I'm having trouble understanding the notion of uniform continuity, the definition states as follows: Let $f: D\to\mathbb{R}$, $f$ is uniformly continous in $X\subset D$ if: $$\forall\varepsilon >0, \exists\delta >0:\left ( \forall x_1, x_2\in X, |x_1 - x_2|<\delta\Rightarrow |f(x_1)-f(x_2)|<\varepsilon\right ) $$
In other words, if a function is uniformly continous in $X$ then it is continous in $X$, but the contrary might not always be true.
As an example, consider $f(x) = x^2$. Fix $\varepsilon =1$, then we can consider $$x_1 =\frac{1}{\delta}, x_2 = \frac{1}{\delta} + \frac{\delta}{2}\Rightarrow |x_1-x_2 |= \frac{\delta}{2}<\delta\Rightarrow |x^2_1 - x^2_2| > 1 $$
But now Cantor's theorem on uniform continuity states that if $f$ is continous in a closed interval $[a,b]$, then it is also uniformly continous in $[a,b]$.
Did we not just provide an example of a closed interval $[\frac{1}{\delta}, \frac{1}{\delta}+\frac{\delta}{2}]$ where uniform continuity is not satisfied?
No, we didn't.

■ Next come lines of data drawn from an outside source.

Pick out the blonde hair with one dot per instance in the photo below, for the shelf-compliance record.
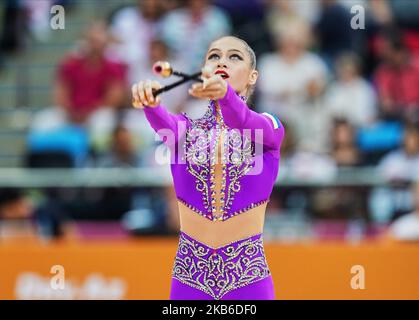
(252, 57)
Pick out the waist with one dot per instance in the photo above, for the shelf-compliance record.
(218, 233)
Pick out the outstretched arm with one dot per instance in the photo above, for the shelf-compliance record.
(167, 125)
(237, 115)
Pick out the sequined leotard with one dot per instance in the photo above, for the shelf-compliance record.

This argument shows that $f$ is not uniformly continuous in all $\mathbb{R}$. See that, indeed, we are denying definition of uniformly continuous:
There is an $\epsilon>0$ (in this case $\epsilon=1$) such that for all $\delta>0$ there are $x,y\in\mathbb{R}$ satisfying $|x-y|<\delta$ and $|f(x)-f(y)|\ge\epsilon$ ($x=1/\delta$ and $y=1/δ+δ/2$ on this case).